Bir ülkenin bilim adamlarına verdiği önem, gelişmişliğiyle orantılıdır. Gelişmemiş toplumlar, aslında bilimden de, düşünce adamlarından da yoksun olan toplumlardır. Bilimine, önem veren toplumların gelecekleri de aydın, umut doludur. Düşüncesini açıklamaktan, açıkladıklarını savunmaktan başka yaptıkları olamayan akademisyenlerin yaşadığı kıskaç gözler önünde! Dik duruşlarından, ödün vermeyişlerinden, eğilmeyişlerinden dolayı baskı altında! Bu gün ilk bakıldığında, ya da ilk başta düşünüldüğünde kimilerine göre gözlemlenemeyecek birçok ‘iyi’ gelişmeler onlarla oluşmuştur oysa!
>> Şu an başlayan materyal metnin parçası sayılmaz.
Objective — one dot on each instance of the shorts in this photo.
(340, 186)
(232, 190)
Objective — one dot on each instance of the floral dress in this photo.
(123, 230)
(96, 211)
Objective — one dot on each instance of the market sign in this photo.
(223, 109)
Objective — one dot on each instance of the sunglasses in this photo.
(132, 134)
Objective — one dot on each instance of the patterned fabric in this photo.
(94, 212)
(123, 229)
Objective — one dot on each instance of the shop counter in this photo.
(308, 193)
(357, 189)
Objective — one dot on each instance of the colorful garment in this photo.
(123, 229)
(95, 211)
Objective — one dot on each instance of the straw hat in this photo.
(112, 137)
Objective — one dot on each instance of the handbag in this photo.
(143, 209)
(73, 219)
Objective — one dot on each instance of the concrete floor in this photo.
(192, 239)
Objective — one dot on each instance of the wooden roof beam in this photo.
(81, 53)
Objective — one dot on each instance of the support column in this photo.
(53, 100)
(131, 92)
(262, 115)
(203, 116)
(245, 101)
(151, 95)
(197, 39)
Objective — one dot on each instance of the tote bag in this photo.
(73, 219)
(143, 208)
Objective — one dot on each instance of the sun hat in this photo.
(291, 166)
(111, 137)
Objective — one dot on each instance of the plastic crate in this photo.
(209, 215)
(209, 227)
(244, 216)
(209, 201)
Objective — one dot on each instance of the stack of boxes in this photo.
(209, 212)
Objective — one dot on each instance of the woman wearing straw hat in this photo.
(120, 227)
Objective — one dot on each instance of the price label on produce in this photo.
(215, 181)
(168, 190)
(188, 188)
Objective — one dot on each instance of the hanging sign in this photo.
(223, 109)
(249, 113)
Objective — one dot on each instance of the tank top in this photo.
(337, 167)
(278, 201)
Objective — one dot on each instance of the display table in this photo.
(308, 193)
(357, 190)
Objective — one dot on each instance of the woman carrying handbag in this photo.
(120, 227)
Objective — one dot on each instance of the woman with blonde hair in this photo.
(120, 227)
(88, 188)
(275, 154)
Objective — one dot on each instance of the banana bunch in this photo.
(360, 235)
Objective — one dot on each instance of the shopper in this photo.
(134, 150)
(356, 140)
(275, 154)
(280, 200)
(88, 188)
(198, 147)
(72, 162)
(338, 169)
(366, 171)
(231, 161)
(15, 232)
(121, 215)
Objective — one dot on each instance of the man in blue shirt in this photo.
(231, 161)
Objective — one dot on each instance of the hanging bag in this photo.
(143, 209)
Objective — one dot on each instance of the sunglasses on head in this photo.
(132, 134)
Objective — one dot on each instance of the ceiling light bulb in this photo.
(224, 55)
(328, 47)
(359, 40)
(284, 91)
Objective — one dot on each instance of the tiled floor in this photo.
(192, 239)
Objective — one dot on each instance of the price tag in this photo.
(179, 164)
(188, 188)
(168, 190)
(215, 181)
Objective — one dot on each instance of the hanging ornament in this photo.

Bu ülkenin çiftçileri, gençleri, işsizleri de vardır… Mutfakların vazgeçilmezi domatesten maydanoz değin toprağı ekerek yetiştirenler, bu ülkenin yarını olan bilinenler, genç yaşlarına karşın ellerine yapacakları her hangi bir iş verilmeyenler… Çevrenizde yok mu gerçekten?
Adana’dan hangi yöne giderseniz gidin, bugünlerde yemyeşil halıya benzeyen ekin tarlalarının arasından geçerek gidersiniz. Bu üreticinin emeğidir. Ama ne emek? Daha toprağa tohumu düşürmesiyle birlikte karşılaştığı masrafların üstesinden gelmek için çabalar. Tohumu yabancı markalıdır, ilacı yabancı markalıdır, gübresi yabancı markalıdır, mazotu yabancı markalıdır. Üretici tüm bu ‘yabancı’ patentli girdilerin karşısında direnerek hasat zamanına ulaşır. Belirlenecek taban fiyatını bekler. Sonra bir de iktidarın hasat ürününü dışalımla sağlamasına da tanık olur! Düşünebiliyor musunuz, bugün ülkemizin topraklarında, yerli tohumla ekim yapılabilmek birçok yerde olanaksız. Ayrıca ülkemizin topraklarında üretilen ürünlerin birçoğunun dışalımı yapılıyor! Çiftçinin ‘başkaldırmamasının’ anlamı var mı?
Politikacılar, en çok gençler üzerine kurgularlar kendilerini. Beklenti ‘hep’ gençlerdedir! Çünkü gelecek odur, çünkü dinamik odur, çünkü koşacak odur, çünkü enerji odur… Bu böyle olmasına karşın, gençliğin beştebirinin işsizliğinden söz ediyor devletin kurumu. Bağımsız araştırmalar bunun daha da çok olduğunu söylüyor! İnsanın en dinamik, en enerjik, en dinç döneminde ‘çalışamaması’ salt ona olmadığını bilmeyen yok! Bulunduğunuz sokağı baştan sona dek gitmenize de gerek yok! Her an karşılaşabileceğiniz bir olgu…
Yaşadığınız kentin marketine, lokantasına, okuluna, parkına giderken kullandığınız sokak yolunda baktıklarınızda bunları göreceksiniz işte…
***
İktidarın ‘her’ konuşma kürsüsünde gündeme oturtturmaya çalıştığı ‘ekonomik büyüme’ nerede diye sorulmalı, bilene anlattırılmalı!
Esnaf, işçi, memur, akademisyen, emekli, öğrenci, çiftçi; bu ülkenin yurttaşları büyümeden ‘ne’ pay olacak ‘o’ sorulmalı…
Yapılan asfalt yollar, boğazı bağlayan köprüler, kentleri saran beton yapılar, daracık alana sığdırılmış koca hastaneler ‘büyümenin’ değil de, günümüz insanının gözlerinin boyanmasıdır aslında; köprülerin, şehir hastanelerinin ‘güvence’ altında yap-işlet-devretçileri koruduğu da unutulmamalı.